Keywords

1 Introduction

Recently, researchers from many subareas of Natural Language Processing and Machine Learning have been working on the sentiment analysis and related tasks [8, 13, 14, 17, 20]. In this work, we focus on one fundamental task in sentiment analysis—the detection of opinion expressions—both direct subjective expressions (DSEs) and expressive subjective expressions (ESEs) as defined in Wiebe et al. [18]. DSEs are explicit mentions of private states or speech events expressing private states; and ESEs are expressions that indicate sentiment, emotion, etc. without explicitly conveying them.

Opinion expressions extraction has often been treated as a sequence labeling task in previous works. This approach usually uses the conventional B-I-O tagging scheme to convert the original opinion expressions to sequences of tagging tokens: B indicates the beginning of an opinion expression, I is for the token within the range of opinion expression, O is the tag used to denote token outside any opinion expression. Since two types of opinion expressions (DSE, ESE) are used in annotation, there are five tagging labels in this task: B_DSE, I_DSE, B_ESE, I_ESE and O. The example sentences in Fig. 1. show this tagging scheme. For instance, the DSE “wanted this very much” results in one B_DSE tag for “wanted” and three I_DSE tags for “this very much”.

Fig. 1.
figure 1

Example Sentences with opinion expression B-I-O labels

Conditional random fields (CRFs) [10] have been quite successful for different sequence labeling problem in sentiment analysis including opinion target extraction [15], opinion holder recognition [11] etc. The state-of-the-art models of opinion expression extraction are also CRF [2] and variant of CRF that relaxes the Markovian assumption [21]. However, the success of CRFs depends heavily on the use of an appropriate features set and carefully manual selection, which requires a lot of engineering effort.
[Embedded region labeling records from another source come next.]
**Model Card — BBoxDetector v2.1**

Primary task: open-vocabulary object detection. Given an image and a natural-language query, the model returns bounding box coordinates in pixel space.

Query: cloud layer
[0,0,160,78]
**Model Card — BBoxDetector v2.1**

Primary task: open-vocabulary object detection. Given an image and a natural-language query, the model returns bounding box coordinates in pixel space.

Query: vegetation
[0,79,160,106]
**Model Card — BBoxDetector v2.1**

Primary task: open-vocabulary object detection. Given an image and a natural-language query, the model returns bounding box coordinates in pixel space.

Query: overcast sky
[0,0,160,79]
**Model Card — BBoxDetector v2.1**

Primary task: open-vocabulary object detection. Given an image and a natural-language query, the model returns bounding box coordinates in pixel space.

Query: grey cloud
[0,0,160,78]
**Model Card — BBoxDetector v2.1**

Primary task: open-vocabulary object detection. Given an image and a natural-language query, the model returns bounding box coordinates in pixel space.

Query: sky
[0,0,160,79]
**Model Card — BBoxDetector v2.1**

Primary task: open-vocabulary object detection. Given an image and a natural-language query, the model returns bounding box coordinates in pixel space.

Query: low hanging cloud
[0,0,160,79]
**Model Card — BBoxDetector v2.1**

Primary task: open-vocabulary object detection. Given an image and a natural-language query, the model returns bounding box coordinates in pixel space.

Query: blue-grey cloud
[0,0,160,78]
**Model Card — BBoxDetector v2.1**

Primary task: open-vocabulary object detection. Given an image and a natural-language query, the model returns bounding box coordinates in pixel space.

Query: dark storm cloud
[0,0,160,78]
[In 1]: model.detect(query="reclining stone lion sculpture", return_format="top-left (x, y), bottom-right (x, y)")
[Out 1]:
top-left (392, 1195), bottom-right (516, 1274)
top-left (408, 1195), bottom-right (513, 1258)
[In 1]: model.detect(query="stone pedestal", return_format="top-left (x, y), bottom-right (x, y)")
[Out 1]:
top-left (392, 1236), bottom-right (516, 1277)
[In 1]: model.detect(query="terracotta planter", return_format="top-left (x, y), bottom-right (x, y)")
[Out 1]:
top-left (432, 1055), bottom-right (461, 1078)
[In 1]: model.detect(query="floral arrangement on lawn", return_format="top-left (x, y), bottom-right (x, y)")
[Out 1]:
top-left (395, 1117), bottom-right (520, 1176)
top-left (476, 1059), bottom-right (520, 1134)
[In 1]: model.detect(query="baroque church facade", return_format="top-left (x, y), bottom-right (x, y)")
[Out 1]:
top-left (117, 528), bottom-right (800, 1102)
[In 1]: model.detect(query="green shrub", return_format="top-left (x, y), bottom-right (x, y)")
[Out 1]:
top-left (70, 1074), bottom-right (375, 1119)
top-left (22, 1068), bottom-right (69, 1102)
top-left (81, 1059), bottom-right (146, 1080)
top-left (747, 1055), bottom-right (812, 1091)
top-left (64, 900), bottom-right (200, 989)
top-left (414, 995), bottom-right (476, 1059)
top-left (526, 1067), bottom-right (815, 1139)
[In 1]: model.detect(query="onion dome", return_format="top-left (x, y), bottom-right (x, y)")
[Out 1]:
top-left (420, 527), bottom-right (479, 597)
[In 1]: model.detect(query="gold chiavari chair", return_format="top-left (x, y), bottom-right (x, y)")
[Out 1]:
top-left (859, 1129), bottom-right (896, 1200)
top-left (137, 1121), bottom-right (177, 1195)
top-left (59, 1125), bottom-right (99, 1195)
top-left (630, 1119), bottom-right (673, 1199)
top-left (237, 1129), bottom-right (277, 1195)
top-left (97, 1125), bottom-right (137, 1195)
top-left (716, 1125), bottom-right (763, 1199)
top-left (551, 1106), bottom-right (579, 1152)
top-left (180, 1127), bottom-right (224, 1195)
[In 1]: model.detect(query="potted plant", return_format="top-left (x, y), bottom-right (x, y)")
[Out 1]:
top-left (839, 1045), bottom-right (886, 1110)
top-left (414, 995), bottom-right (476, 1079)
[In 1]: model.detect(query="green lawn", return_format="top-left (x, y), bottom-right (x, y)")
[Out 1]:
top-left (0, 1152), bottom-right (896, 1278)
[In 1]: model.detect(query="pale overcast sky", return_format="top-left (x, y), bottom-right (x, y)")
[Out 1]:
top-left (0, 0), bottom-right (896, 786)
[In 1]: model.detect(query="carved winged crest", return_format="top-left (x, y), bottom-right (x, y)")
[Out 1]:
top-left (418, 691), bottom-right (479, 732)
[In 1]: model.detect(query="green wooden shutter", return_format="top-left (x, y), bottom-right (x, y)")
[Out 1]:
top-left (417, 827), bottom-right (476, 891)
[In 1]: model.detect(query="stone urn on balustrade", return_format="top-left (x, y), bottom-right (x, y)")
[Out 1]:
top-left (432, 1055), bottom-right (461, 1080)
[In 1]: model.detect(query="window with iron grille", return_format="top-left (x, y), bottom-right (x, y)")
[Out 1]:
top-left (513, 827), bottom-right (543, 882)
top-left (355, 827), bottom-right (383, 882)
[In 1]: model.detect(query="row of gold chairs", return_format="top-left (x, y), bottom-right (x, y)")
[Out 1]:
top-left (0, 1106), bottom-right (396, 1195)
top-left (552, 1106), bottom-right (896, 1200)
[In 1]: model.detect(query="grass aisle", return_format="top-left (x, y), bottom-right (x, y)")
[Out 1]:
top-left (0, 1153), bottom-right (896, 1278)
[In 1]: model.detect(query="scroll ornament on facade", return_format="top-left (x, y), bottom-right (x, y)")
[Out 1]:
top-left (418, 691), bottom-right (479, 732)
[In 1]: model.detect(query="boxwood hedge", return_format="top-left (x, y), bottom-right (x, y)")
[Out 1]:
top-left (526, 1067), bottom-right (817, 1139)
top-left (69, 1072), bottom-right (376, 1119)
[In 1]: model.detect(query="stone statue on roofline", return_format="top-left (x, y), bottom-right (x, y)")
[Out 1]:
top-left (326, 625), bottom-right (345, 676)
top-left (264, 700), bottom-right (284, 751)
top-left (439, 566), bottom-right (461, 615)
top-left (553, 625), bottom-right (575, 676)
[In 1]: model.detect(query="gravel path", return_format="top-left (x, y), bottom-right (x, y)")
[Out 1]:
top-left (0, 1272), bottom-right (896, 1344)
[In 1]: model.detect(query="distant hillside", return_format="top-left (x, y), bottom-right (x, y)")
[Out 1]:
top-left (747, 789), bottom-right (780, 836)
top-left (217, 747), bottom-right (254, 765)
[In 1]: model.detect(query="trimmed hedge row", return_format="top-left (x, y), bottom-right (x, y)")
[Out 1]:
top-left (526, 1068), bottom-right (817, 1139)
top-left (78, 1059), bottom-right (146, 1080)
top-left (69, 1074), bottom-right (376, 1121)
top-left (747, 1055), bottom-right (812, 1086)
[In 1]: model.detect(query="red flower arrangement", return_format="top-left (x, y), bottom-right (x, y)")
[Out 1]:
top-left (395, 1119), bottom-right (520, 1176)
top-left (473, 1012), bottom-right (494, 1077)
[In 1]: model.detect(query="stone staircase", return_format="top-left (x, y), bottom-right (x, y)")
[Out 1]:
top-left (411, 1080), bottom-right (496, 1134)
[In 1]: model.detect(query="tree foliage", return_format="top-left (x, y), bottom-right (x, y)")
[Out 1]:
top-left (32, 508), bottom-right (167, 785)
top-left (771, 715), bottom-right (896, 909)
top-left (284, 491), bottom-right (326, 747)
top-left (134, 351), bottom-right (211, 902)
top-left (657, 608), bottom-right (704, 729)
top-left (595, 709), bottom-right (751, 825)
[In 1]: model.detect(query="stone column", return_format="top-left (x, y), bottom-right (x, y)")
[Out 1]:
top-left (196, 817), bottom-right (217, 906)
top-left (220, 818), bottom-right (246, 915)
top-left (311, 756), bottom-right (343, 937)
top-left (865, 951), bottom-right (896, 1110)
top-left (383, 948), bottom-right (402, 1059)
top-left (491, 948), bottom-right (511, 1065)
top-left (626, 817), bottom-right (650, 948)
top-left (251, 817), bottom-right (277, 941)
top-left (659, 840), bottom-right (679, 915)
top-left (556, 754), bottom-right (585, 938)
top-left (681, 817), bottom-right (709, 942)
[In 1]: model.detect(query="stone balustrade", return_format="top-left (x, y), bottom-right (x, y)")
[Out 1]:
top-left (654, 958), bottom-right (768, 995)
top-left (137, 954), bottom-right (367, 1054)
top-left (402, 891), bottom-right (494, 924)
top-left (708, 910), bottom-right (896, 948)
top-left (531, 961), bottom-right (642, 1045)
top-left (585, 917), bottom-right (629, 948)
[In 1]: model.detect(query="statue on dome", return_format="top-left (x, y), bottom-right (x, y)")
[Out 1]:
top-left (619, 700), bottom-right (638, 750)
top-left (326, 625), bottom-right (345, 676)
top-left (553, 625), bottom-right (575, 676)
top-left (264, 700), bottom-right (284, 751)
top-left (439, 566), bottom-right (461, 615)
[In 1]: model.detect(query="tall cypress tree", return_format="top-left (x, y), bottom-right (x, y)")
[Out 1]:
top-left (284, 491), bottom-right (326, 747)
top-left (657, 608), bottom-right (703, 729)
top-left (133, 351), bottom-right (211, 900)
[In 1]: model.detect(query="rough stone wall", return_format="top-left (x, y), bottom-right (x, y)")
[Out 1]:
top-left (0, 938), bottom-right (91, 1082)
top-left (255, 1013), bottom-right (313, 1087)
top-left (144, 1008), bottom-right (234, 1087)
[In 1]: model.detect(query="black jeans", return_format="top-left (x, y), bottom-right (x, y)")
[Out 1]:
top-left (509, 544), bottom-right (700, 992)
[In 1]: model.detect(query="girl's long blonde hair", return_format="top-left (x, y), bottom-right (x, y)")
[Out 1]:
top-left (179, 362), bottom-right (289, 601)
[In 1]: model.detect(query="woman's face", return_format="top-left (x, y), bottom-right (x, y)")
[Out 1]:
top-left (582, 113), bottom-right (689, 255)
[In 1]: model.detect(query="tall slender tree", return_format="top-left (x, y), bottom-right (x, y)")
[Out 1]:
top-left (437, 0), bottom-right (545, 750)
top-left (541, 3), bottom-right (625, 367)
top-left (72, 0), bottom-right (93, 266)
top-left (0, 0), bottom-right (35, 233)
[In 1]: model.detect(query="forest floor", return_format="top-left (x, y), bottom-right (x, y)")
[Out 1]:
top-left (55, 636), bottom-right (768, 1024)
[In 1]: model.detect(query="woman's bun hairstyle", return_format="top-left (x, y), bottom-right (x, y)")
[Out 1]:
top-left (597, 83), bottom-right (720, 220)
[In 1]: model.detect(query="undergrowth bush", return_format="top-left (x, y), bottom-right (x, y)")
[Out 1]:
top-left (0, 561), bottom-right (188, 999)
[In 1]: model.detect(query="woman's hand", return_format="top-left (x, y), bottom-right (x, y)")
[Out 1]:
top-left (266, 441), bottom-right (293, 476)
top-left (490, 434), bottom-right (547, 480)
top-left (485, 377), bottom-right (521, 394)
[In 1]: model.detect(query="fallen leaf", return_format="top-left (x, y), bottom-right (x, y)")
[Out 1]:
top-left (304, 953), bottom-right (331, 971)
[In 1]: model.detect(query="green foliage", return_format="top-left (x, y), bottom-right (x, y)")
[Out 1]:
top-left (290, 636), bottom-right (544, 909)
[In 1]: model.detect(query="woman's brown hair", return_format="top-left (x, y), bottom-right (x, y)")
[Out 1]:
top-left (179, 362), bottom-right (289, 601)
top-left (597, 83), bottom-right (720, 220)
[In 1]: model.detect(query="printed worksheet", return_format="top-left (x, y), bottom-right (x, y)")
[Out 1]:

In recent years, there is no doubt that deep learning has ushered in amazing technological advances on natural language processing (NLP) researches. Deep learning models automatically learn the latent features and represent them as distributed vectors, outperforming CRF-based model in several tasks of NLP. For example, Yao et al. applied Recurrent Neural Network (RNN) to name entity recognition task, and showed that RNN obtains state-of-the-art result in this task [22]. Based on the aforementioned architectures, a new direction of neural networks has emerged. It learns to focus “attention” to specific parts of text as the simulation of human’s attention while reading. The researches on neural network with attention mechanism show promising results on a sequence-to-sequence (seq2seq) tasks in NLP, including machine translation [1], caption generation [19] and text summarization [16].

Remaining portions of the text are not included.